Noticing that the only person who will always love you, no matter what, is your mom and wonder why she loves you makes me shiver. The worst part is that I'm not even trying to make her love me. Her love is just there, immortal. It doesn't really bother me, I'm just curious. Now don't tell me about that mother intuition crap.
Anyway, I'm not trying to be loved by people. I am simply loved by some people. I just wonder why. What makes them love me? Why me? and why does it last ?
Life is short, you get one chance, one shot. When you die, you don't get to see the "Game Over" sign with a restart option under it. So live, do, say. Well, mostly do. Acting is way more important than saying, but yeah...

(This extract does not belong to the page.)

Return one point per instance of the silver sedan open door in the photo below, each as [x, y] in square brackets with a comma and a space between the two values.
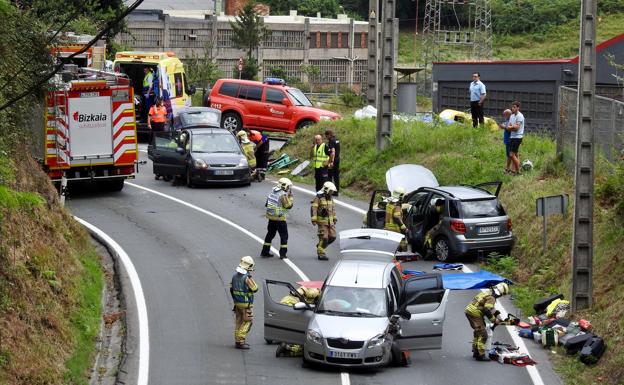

It's Christmas. I'm not a believer. I consider this day as any other day of the year, just another day. Nothing so special about it. But I have to play the happy guy and wish everyone happy holidays. I also have to force myself to buy gifts for my family. Speaking of which, I suck at buying gifts. I can never figure out what to buy, worse, I can't even get the thought of buying gifts for people. I mostly force myself because I know I will get gifts and that I need to give back something in return. Hard part is finding something. I never know what to buy, I never know, nor notice what people like just to get a slice idea of what to get them. I guess they got used to that. I don't understand why they make such a big deal out of it. Anyway, this is starting to seem like some kind of rebellion from a teenager half gothic half emo.

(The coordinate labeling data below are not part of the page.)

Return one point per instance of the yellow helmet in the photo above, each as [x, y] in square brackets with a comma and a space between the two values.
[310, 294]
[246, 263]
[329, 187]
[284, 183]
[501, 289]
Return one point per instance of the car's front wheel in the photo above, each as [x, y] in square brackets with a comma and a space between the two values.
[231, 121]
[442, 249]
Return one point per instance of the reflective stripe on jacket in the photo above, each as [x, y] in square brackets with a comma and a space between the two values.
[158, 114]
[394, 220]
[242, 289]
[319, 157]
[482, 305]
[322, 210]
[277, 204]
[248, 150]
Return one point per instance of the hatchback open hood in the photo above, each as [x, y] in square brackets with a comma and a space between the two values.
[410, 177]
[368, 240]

I can't discribe myself because I don't know who I am and never will.
This isn't some writing where I ask for help or wonder about life. This is just a blog where I waste my time writing some text, some useless and meaningless thoughts that I will surely forget or reject tomorrow.
The only thing I need in my life besides eating, drinking and sleeping is you. Yes you. I can live by my own, I manage myself very well. No complaints here. But having you around changes everything. It's a new life. It's a life worth living. You feel like you're not wasting anything, like every minute is worthy. You don't even feel time passing by.

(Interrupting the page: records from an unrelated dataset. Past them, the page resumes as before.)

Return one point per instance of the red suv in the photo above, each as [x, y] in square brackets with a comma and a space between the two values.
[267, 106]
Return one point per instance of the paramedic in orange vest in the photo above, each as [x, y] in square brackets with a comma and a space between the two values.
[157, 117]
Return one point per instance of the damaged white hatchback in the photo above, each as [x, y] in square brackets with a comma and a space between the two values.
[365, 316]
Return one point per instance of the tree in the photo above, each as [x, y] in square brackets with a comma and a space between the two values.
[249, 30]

This post is kind of a melting pot. I'm just throwing ideas randomly.

Let's talk about love.
I can't seem to love someone. Not easily as normal people at least. That's if we can agree on the meaning of normal. The only girl I really loved had a boyfriend and I messed it up so bad I could just die right now. The other girl is also taken, no mess up, yet, but at least I got some kind of friendship. Who cares anyway. Life is boring without you. Family reunions are boring, especially when they come from a different educational background. Everything they say is worthless, meaningless and boring. I'm here, sitting around the table, with them, eating. Everyone is happy and exciting, talking about this and that. Some idiotic subject, non-sens conversations, useless argumentations. I'm here, watching, trying not to listen to this crap and wondering what I am doing here or saying inside me with that Homer voice "boring". There's also this little voice that says, well, it's your family, you have to stay, to endure them. They love you, no matter what. They want you here, with them, at this moment. All I think about is my bed. Sleep is good but also a waste of time. Heck Life itself is a paradox. Let's go back to love. Everyone is happy when they open their gifts, heart beat is high, eyes wide open, big smile. How exciting. The best part is to look at the face of the other person who actually bought the gift. Waiting for some kind of admiration and a thank you or a hug. I'm here sitting next to them and still wondering what I am doing here. And yet, I have been asking myself this question every year since 2006. That's the year when my life actually started. Everything older is just bogus. Rejected. Ignored. Forgotten.